Everyone Looked Out the Window
Sara, a Berlin blogger at DragstripGirl, posted something I haven’t been able to shake. She was on a regional Deutsche Bahn train—middle of the day, other passengers around her—when a woman started shouting. Not muttering. Shouting. "Germany for Germans." A man from Thuringia, shaved head, nodded along, pleased to have found someone to harmonize with.
The things the woman said next I won’t soften. She called for Black people to be put in ovens. She said foreigners should be gassed "like the Jews." She was cheerful about it. The smile on her face, Sara wrote, had the quality of someone reciting a prayer they’d been waiting all day to say out loud.
Sara screamed back. Not argument—just screaming, the kind that fills a train car. She turned on the silent passengers too, the ones performing neutrality, careful not to take sides. She named what they were doing. The racist woman threatened to stab her. Nobody moved. The train pulled into a station, people got off, the woman walked away.

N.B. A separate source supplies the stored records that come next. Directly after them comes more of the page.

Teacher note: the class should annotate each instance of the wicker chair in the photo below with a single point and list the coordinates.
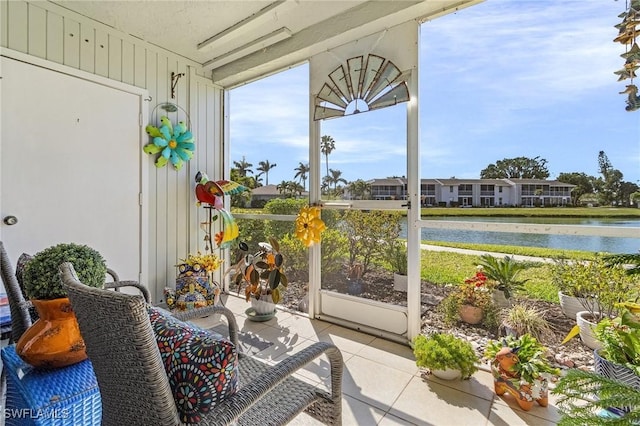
(22, 312)
(134, 386)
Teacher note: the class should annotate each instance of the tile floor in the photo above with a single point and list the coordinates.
(381, 383)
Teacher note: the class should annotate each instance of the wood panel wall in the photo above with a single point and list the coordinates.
(48, 31)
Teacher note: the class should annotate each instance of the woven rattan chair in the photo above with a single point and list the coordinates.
(134, 386)
(22, 312)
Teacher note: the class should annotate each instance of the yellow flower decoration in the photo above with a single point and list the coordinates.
(309, 225)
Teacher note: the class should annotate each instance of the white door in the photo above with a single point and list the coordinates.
(71, 165)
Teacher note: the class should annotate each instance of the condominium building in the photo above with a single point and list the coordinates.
(477, 192)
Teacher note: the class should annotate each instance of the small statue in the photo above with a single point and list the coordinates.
(507, 379)
(170, 297)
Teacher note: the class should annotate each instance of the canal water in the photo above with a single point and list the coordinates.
(568, 242)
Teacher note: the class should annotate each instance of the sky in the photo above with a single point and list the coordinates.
(501, 79)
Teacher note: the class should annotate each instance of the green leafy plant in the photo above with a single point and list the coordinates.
(262, 273)
(620, 339)
(532, 364)
(42, 278)
(598, 284)
(441, 351)
(523, 320)
(579, 405)
(504, 272)
(397, 256)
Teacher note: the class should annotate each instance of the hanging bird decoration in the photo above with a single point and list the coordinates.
(173, 143)
(211, 193)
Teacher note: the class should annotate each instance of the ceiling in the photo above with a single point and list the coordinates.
(240, 40)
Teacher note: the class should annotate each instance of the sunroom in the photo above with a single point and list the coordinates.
(82, 80)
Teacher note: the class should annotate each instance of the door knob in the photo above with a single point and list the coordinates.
(10, 220)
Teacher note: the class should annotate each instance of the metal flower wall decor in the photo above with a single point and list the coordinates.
(174, 143)
(362, 84)
(628, 34)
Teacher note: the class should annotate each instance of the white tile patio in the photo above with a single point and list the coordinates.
(381, 383)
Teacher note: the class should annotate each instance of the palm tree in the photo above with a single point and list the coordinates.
(301, 174)
(243, 167)
(264, 167)
(334, 178)
(327, 145)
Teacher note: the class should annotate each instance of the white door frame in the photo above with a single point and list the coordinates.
(143, 96)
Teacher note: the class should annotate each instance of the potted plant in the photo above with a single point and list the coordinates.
(520, 368)
(447, 356)
(54, 339)
(521, 319)
(397, 256)
(601, 286)
(504, 272)
(471, 302)
(262, 275)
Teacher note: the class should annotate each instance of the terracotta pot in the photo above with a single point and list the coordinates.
(54, 340)
(470, 314)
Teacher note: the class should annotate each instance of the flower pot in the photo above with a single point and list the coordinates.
(400, 282)
(586, 330)
(264, 306)
(54, 340)
(447, 374)
(570, 305)
(470, 314)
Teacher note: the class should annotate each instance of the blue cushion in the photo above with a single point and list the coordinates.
(202, 367)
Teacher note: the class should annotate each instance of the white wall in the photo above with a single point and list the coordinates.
(48, 31)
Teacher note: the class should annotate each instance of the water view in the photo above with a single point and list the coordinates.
(569, 242)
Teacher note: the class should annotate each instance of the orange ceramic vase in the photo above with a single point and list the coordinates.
(470, 314)
(54, 340)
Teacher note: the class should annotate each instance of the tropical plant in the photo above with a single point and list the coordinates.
(327, 145)
(585, 398)
(504, 272)
(262, 273)
(598, 285)
(523, 320)
(264, 167)
(620, 338)
(42, 278)
(397, 256)
(532, 363)
(441, 351)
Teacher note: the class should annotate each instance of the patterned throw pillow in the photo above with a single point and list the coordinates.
(202, 367)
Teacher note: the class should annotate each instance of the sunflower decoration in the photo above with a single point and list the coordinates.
(309, 226)
(173, 143)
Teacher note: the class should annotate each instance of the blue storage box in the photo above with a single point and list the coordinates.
(61, 396)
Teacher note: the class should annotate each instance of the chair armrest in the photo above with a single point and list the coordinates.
(234, 406)
(191, 314)
(117, 285)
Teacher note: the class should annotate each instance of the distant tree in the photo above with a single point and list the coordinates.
(610, 188)
(583, 183)
(301, 174)
(243, 167)
(334, 178)
(264, 167)
(359, 189)
(627, 189)
(517, 168)
(327, 145)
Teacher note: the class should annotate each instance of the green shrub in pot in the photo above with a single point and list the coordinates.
(441, 351)
(42, 277)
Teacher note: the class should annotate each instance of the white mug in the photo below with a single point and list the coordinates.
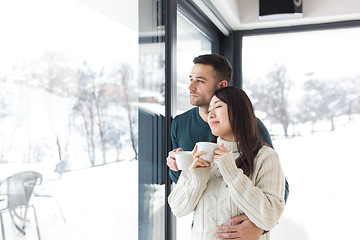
(183, 159)
(209, 148)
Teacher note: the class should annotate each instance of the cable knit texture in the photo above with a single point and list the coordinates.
(221, 191)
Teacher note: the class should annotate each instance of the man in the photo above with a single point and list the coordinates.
(209, 73)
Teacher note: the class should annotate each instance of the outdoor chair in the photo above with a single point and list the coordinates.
(19, 189)
(49, 185)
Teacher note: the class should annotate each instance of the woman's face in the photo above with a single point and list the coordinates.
(218, 119)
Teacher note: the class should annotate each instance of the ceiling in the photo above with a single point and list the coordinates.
(244, 14)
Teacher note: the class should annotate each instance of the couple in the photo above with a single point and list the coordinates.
(245, 184)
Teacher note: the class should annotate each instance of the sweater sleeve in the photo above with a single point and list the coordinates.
(262, 200)
(187, 193)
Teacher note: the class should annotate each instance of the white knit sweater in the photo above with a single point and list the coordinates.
(221, 191)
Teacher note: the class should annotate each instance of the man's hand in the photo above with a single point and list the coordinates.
(170, 160)
(244, 230)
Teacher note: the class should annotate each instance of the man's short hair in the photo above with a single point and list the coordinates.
(221, 65)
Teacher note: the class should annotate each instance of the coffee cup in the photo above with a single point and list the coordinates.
(183, 159)
(209, 148)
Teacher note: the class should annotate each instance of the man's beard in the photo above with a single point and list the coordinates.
(199, 101)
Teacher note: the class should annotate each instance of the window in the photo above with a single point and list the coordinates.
(305, 88)
(190, 43)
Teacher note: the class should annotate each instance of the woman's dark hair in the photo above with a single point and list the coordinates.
(244, 126)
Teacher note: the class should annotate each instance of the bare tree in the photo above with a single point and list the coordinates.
(271, 96)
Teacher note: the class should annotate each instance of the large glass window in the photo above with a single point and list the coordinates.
(191, 42)
(305, 88)
(68, 91)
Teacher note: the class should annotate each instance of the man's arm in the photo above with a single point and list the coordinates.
(174, 172)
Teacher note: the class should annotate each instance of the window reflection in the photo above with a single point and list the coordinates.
(68, 92)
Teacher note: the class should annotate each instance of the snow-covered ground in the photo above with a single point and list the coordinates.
(322, 170)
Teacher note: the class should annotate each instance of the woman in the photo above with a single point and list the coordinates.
(244, 177)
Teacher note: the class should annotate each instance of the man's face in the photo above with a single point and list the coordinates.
(202, 85)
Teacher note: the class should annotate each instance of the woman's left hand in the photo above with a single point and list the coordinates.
(221, 151)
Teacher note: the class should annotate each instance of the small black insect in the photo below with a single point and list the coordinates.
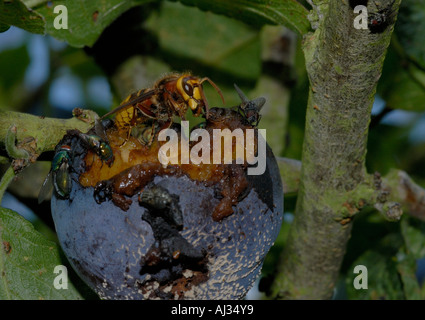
(250, 109)
(379, 21)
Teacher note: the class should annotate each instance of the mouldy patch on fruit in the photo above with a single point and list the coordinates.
(134, 228)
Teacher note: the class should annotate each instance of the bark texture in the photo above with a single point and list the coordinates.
(344, 65)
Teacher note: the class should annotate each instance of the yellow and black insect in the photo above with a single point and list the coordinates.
(171, 96)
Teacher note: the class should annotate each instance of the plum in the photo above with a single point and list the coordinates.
(138, 229)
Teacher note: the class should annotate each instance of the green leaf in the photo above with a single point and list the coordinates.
(383, 278)
(207, 39)
(402, 88)
(410, 29)
(85, 19)
(413, 232)
(27, 262)
(16, 13)
(407, 268)
(289, 13)
(4, 27)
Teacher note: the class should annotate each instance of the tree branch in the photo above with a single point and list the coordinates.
(344, 65)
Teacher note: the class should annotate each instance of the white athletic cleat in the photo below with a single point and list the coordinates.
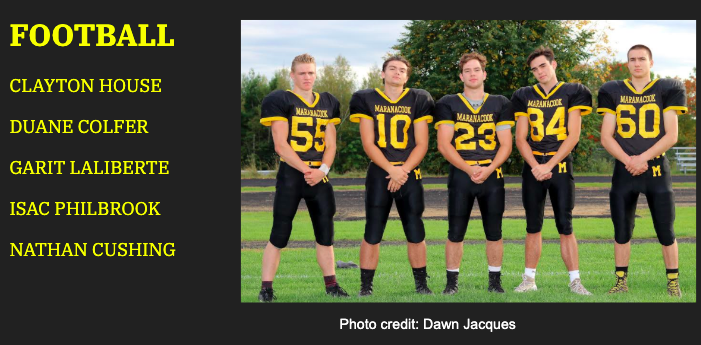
(528, 284)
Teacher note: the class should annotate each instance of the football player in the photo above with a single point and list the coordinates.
(394, 132)
(474, 135)
(640, 124)
(552, 110)
(303, 125)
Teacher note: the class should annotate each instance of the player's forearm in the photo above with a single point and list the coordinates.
(329, 154)
(564, 150)
(285, 151)
(501, 156)
(452, 156)
(660, 147)
(417, 154)
(611, 146)
(526, 152)
(376, 156)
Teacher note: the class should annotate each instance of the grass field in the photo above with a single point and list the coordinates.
(444, 186)
(299, 278)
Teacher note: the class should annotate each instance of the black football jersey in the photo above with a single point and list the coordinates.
(548, 114)
(307, 122)
(393, 120)
(639, 122)
(475, 136)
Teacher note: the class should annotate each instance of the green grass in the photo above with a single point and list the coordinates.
(299, 278)
(256, 227)
(431, 186)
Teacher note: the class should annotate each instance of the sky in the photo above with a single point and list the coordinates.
(267, 46)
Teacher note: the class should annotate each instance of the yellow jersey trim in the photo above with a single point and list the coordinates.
(356, 117)
(484, 100)
(679, 109)
(603, 111)
(268, 121)
(309, 163)
(551, 91)
(486, 161)
(389, 100)
(316, 94)
(444, 122)
(395, 163)
(427, 118)
(585, 109)
(630, 86)
(544, 154)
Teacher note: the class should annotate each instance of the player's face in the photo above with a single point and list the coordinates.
(396, 73)
(639, 63)
(304, 76)
(543, 70)
(473, 75)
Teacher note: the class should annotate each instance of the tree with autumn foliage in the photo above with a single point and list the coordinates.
(687, 123)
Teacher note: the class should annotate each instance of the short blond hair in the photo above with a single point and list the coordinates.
(304, 58)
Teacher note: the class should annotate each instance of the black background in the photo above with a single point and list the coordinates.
(194, 123)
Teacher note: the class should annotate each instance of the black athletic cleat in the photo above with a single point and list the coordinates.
(365, 289)
(422, 285)
(673, 287)
(451, 287)
(336, 291)
(495, 282)
(266, 295)
(621, 283)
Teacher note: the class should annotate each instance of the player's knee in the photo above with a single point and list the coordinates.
(533, 230)
(456, 236)
(493, 236)
(279, 241)
(371, 238)
(622, 237)
(415, 236)
(666, 237)
(325, 240)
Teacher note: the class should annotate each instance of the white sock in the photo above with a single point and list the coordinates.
(574, 275)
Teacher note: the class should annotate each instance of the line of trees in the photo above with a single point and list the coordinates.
(434, 48)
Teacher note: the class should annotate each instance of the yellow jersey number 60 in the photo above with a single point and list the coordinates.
(555, 127)
(394, 122)
(309, 140)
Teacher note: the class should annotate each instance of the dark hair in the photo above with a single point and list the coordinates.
(544, 51)
(640, 46)
(397, 58)
(473, 56)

That’s the shape of it: no climax, no consequence, no one getting what they deserve. The small racism doesn’t need a dramatic ending to do its work. It just needs everyone to look out the window.

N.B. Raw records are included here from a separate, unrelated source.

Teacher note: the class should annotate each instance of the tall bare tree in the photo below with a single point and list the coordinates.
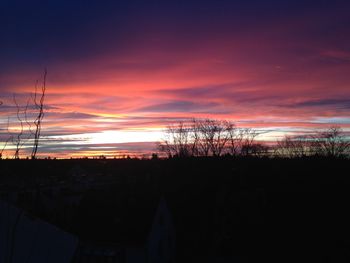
(38, 99)
(332, 143)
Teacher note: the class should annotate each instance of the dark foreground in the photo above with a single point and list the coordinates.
(190, 210)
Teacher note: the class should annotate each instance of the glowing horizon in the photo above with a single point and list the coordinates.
(119, 73)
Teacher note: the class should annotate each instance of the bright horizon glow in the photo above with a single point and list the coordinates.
(119, 72)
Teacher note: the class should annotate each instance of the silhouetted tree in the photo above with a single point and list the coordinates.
(176, 141)
(38, 99)
(291, 147)
(332, 143)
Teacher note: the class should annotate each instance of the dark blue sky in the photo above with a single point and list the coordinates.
(118, 65)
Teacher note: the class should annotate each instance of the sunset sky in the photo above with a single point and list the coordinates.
(120, 71)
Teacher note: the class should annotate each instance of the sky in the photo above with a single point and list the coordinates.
(119, 72)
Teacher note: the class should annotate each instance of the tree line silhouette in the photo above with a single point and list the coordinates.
(208, 137)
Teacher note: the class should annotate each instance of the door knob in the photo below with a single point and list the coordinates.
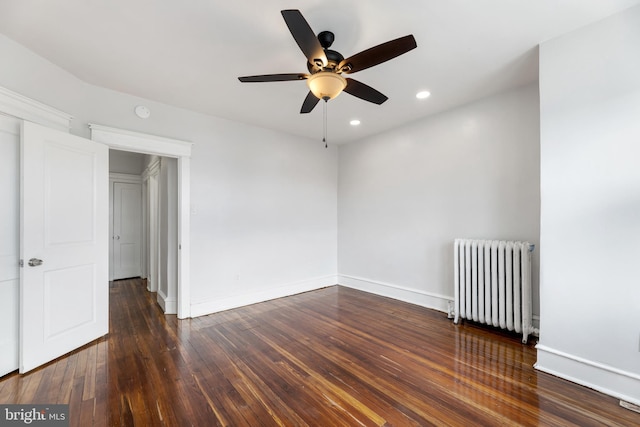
(34, 262)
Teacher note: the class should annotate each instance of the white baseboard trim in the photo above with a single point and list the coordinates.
(213, 306)
(414, 296)
(595, 375)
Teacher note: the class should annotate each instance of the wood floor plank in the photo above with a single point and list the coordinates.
(335, 356)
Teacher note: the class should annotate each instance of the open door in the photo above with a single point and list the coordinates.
(64, 246)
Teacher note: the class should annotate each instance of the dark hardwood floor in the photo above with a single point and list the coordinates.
(332, 357)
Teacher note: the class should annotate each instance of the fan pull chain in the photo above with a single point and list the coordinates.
(324, 128)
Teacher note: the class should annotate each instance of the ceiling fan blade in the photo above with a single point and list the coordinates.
(309, 103)
(273, 78)
(362, 91)
(305, 37)
(378, 54)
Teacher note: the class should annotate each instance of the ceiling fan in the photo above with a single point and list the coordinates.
(326, 66)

Almost seventy years on and the ideology hasn’t gone anywhere—it just becomes more or less willing to say itself in public depending on the weather. The people shouting it probably can’t picture what the world they’re nostalgic for actually looked, felt, or smelled like. They just want permission: to hate loudly, in daylight, in a train car full of witnesses. Sara didn’t give it to them. That’s not nothing. It might be everything.